Solche Fälle lassen sich mit neuen Internet-Technologien lösen, wie sie Forscher für Software-Engineering am paluno-Institut der Universität Duisburg-Essen (UDE) entwickeln.

Immer mehr Gegenstände und Services werden vernetzt und Daten intelligent ausgetauscht – das Internet der Zukunft ist ein globaler Trend, von dem viele Branchen profitieren. Derzeit arbeiten UDE-Wissenschaftler mit verschiedenen Partnern an einer nächsten Generation von Leitständen,über die Logistikunternehmen schneller und umfassender auf Probleme reagieren können.

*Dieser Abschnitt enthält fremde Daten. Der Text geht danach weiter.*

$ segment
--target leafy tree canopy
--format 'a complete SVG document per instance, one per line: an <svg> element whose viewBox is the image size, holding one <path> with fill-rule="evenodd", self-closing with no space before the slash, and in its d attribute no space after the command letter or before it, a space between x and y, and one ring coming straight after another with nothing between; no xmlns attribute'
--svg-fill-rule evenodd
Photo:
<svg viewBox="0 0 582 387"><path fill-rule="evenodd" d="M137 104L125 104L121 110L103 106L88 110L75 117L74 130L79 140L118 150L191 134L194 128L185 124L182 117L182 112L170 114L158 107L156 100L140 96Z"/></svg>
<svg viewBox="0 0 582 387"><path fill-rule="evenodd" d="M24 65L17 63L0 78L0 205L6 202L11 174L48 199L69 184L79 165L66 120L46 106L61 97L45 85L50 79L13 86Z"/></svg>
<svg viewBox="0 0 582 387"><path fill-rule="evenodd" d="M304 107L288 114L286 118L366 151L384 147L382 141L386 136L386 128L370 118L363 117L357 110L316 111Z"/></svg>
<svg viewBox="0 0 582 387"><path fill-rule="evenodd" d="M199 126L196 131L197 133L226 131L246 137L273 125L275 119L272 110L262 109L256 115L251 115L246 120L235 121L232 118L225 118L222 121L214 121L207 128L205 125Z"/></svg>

Dafür entwickeln sie Szenarien und Bausteine und nutzen dabei Cloud-Computing, virtuelle Dienste und Marktplätze sowie das Internet der Dinge.

Ein Szenario zeigt der Lehrstuhl von Prof. Dr. Klaus Pohl mit einem Video auf YouTube: In „Conny the Container“ fällt aufgrund fehlgeplanter Stromanschlüsse die aktive Kühlung aus; empfindliche Medikamente drohen zu verderben.

Schnell wird dank der Future-Internet-Leitstände geklärt, wo der Fehler liegt, wie lange die Temperatur noch gehalten werden kann und wo der nächste freie Stromanschluss ist. Ein Demo-Film mit Happy End natürlich: Conny kann ihren Weg unbeschadet fortsetzen.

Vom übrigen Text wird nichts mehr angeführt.